1. Gates is not a scholar of the slave trade, there are hundreds scholarly books about the slave trade and Gates is not considered to be one of them scholars. Lovejoy, Spears, Thornton, Gaston Martin, Peytraud, Patterson, Inikori etc, etc. You can have contempt for africans but at least do a serious study (Gates is a joke, I personally don't have any of his books..) before uttering such nonsense. Indians were enslaved in the new world and sold in europe ( Dover Uk, Spain, Portugal) and Africa (Capo Verde, Angola). I would call a fool, anybody who says that they sold each others to the French, English, Spanish or Portuguese because the primary sources are there to prove that Europeans forces were behind that ( Allan Gallay, Barbara Olexer, Lauber etc).

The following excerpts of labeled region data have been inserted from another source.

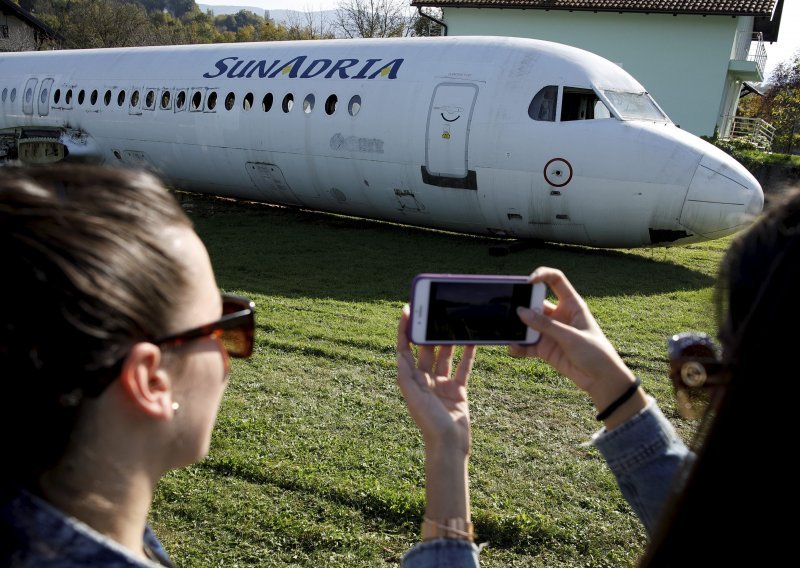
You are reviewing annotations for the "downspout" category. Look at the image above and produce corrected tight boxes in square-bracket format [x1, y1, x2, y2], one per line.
[417, 6, 447, 35]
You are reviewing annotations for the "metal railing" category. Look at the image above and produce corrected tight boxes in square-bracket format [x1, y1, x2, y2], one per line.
[731, 31, 767, 76]
[726, 116, 775, 151]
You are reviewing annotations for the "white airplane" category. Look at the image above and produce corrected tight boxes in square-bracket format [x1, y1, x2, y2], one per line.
[0, 37, 764, 248]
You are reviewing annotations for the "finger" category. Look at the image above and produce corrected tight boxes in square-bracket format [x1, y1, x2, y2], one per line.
[397, 304, 411, 353]
[517, 307, 580, 346]
[436, 345, 453, 377]
[454, 345, 476, 387]
[530, 266, 580, 300]
[417, 345, 436, 373]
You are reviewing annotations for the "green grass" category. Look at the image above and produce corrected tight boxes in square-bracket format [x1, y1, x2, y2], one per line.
[151, 193, 730, 567]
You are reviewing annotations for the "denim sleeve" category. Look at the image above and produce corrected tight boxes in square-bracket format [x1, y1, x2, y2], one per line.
[591, 399, 693, 534]
[401, 538, 479, 568]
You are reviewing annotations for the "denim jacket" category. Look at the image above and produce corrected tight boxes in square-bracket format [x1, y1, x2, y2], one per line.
[402, 398, 693, 568]
[0, 490, 172, 568]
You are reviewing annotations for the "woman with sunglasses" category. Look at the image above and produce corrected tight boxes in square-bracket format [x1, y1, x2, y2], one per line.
[398, 186, 800, 566]
[0, 166, 254, 566]
[0, 162, 484, 567]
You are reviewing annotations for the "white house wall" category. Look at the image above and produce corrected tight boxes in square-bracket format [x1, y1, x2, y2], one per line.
[444, 8, 740, 136]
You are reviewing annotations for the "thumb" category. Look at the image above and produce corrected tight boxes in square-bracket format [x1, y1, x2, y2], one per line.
[517, 306, 580, 347]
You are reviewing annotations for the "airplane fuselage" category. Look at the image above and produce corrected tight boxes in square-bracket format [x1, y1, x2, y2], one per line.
[0, 37, 763, 247]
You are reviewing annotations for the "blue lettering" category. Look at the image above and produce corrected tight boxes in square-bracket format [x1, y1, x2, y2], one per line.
[325, 59, 358, 79]
[353, 59, 380, 79]
[300, 59, 333, 79]
[203, 57, 239, 79]
[269, 55, 306, 79]
[203, 55, 405, 79]
[228, 60, 255, 79]
[247, 59, 281, 79]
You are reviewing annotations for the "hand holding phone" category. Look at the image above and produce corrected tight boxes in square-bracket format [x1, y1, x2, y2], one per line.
[408, 273, 547, 345]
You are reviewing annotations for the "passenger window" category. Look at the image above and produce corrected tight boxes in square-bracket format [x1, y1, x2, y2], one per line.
[303, 95, 315, 114]
[325, 95, 339, 115]
[347, 95, 361, 116]
[528, 85, 558, 122]
[190, 91, 203, 110]
[561, 87, 611, 122]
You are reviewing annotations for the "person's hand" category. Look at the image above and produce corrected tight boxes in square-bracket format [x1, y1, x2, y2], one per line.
[509, 267, 644, 426]
[397, 306, 475, 455]
[397, 306, 475, 522]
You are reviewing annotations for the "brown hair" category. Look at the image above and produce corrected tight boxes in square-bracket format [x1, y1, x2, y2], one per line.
[0, 165, 191, 483]
[641, 186, 800, 566]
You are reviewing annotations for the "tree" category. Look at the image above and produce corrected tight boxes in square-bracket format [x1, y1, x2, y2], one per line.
[743, 51, 800, 154]
[333, 0, 412, 38]
[411, 8, 442, 37]
[58, 0, 158, 48]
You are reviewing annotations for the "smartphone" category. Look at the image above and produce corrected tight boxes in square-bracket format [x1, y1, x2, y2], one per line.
[408, 274, 547, 345]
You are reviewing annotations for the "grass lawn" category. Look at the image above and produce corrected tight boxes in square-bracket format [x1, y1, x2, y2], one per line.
[151, 193, 730, 567]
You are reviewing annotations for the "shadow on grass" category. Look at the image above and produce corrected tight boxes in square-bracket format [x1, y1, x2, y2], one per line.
[194, 458, 580, 554]
[177, 192, 714, 301]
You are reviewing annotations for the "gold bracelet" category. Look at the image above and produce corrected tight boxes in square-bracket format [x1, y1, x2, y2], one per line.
[422, 517, 475, 542]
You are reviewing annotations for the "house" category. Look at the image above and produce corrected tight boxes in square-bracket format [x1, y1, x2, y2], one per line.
[411, 0, 784, 137]
[0, 0, 64, 52]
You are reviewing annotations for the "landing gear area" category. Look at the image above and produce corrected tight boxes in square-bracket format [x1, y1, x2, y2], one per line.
[489, 239, 544, 256]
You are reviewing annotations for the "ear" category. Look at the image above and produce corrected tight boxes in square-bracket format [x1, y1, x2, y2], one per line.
[119, 342, 174, 420]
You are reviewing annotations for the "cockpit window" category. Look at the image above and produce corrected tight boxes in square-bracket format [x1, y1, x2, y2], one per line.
[603, 91, 669, 122]
[528, 85, 558, 122]
[561, 87, 611, 122]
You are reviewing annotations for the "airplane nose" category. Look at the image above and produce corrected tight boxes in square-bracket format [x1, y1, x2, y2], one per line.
[680, 151, 764, 239]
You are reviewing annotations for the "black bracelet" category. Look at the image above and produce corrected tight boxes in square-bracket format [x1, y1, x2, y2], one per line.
[595, 377, 642, 421]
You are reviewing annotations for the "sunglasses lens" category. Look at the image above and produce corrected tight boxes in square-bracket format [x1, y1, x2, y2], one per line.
[220, 328, 253, 358]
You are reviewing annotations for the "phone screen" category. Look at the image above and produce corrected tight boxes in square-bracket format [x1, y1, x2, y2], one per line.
[425, 281, 533, 342]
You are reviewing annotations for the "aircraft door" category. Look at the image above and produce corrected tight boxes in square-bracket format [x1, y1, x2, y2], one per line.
[425, 83, 478, 178]
[22, 79, 39, 115]
[245, 162, 303, 205]
[39, 79, 53, 116]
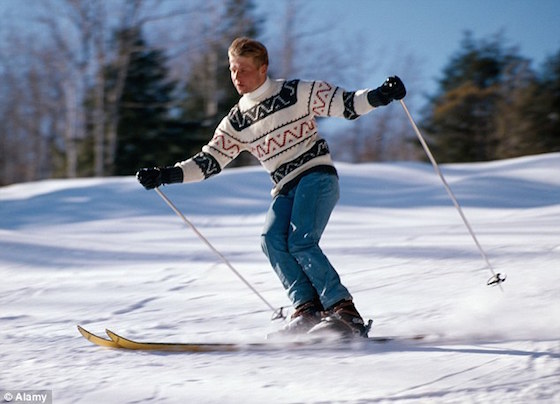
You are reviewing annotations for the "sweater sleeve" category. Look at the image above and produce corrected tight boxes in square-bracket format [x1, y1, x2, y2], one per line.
[309, 81, 374, 119]
[175, 118, 243, 182]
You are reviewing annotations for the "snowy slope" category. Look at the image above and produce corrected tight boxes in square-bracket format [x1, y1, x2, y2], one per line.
[0, 154, 560, 404]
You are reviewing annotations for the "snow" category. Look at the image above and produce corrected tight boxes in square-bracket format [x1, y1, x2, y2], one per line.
[0, 154, 560, 404]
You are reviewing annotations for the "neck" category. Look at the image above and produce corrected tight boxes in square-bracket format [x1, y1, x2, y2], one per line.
[244, 76, 271, 100]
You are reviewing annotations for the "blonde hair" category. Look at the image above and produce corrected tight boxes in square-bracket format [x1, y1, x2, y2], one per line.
[228, 37, 268, 66]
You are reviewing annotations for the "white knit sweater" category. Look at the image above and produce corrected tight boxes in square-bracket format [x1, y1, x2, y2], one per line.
[176, 78, 374, 196]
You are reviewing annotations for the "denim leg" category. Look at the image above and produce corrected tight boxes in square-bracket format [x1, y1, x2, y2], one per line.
[261, 173, 351, 307]
[288, 173, 352, 308]
[261, 195, 317, 307]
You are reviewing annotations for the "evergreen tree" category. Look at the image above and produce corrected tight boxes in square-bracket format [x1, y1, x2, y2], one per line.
[533, 50, 560, 152]
[425, 32, 524, 162]
[107, 30, 178, 175]
[177, 0, 260, 166]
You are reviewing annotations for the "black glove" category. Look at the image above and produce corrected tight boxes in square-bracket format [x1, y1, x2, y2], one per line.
[136, 167, 183, 189]
[368, 76, 406, 107]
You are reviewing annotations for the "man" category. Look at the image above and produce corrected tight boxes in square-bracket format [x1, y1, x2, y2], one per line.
[137, 38, 406, 337]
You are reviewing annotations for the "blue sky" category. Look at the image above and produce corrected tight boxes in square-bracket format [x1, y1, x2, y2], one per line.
[4, 0, 560, 98]
[257, 0, 560, 94]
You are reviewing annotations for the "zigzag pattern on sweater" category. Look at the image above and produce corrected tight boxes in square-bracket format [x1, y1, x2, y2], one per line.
[270, 139, 329, 184]
[251, 119, 317, 161]
[228, 80, 299, 132]
[342, 91, 360, 120]
[311, 81, 332, 115]
[193, 152, 222, 179]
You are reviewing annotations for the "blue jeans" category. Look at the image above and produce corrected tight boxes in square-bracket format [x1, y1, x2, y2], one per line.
[261, 172, 352, 308]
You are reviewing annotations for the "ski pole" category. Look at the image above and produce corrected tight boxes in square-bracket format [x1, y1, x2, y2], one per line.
[155, 188, 282, 319]
[399, 99, 506, 291]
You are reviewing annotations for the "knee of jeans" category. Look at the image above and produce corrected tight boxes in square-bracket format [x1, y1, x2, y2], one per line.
[261, 233, 288, 256]
[288, 233, 319, 255]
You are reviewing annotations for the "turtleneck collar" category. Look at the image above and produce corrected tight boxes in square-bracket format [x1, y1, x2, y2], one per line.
[243, 76, 272, 101]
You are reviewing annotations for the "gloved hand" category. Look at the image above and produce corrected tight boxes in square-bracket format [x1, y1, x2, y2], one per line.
[368, 76, 406, 107]
[136, 167, 183, 189]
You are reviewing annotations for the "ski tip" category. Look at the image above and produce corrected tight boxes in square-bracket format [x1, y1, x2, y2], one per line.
[77, 325, 118, 348]
[486, 272, 507, 286]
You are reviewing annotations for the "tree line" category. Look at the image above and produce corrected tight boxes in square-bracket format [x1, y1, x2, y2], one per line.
[0, 0, 560, 185]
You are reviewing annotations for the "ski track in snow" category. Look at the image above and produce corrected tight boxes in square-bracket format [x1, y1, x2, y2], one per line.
[0, 153, 560, 404]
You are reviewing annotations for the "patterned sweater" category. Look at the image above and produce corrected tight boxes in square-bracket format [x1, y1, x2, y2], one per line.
[176, 78, 374, 196]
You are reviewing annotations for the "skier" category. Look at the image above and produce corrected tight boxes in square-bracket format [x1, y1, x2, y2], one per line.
[137, 37, 406, 337]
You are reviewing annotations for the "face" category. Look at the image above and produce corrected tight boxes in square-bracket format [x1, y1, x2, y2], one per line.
[229, 56, 268, 95]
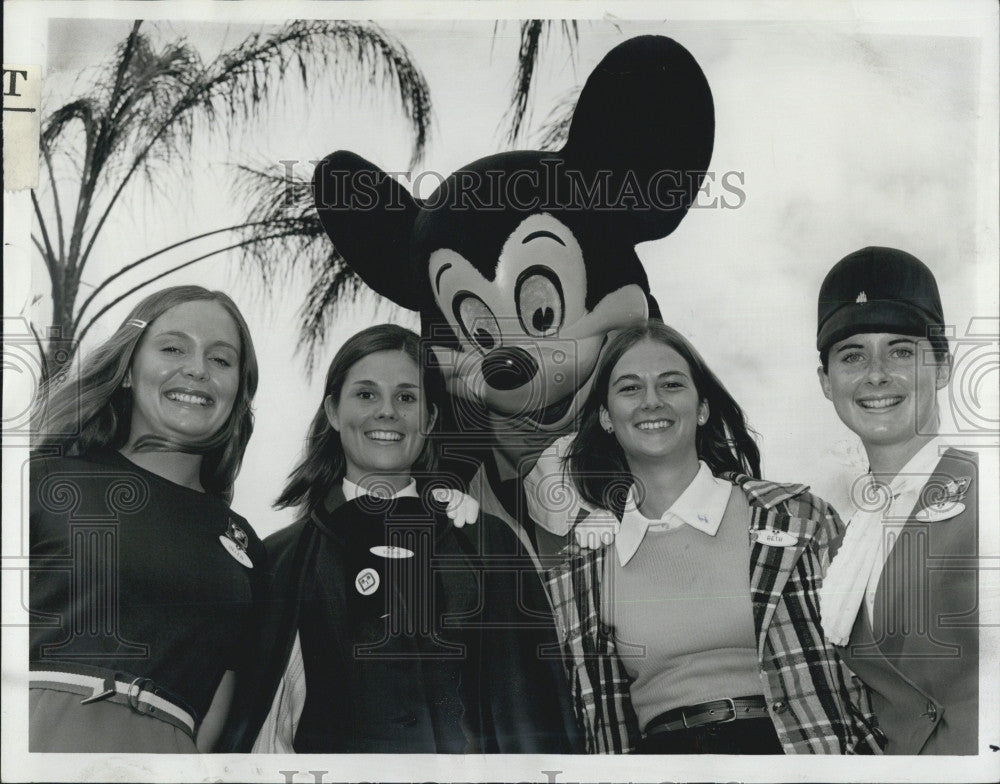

Being honest I haven't even looked at that video ? GATES scholar of the slave trade ???

2. You are in Denial, Richard Konetzke has documented all the spanish racist laws against mestizos and mulattoes. Deive's book wipes out all your lies anyway. Or you have also Lewis Hanke books...

3. About Dessalines and his motivation to attack santo domingo:

The first and only motivation was Ferrand's decree which allowed to kidnap slaves children (blacks and mulattoes) and you know it. The reason Dessalines and his Haitian fellows ( including mulattoes) , did all these mischieves (IT WAS WRONG) was Missiessy bombings and the resistance in Santo Domingo under French rule (their mortal enemies)..Dessalines never spoke about the color of the inhabitants of Santo Domingo as THE cause of his attack against them : (1) check his (Dessalines) warnings before the attack, and his declarations after the attack (2) and the journal of the military campaign of Santo domingo to be found in Distant (3). I am letting you posting you the complete documents (and not only some parts). And you won't find any reference to the skin tone of the inhabitants of spanish side of la hispaniola in these primary sources...If you don't find them I will post them.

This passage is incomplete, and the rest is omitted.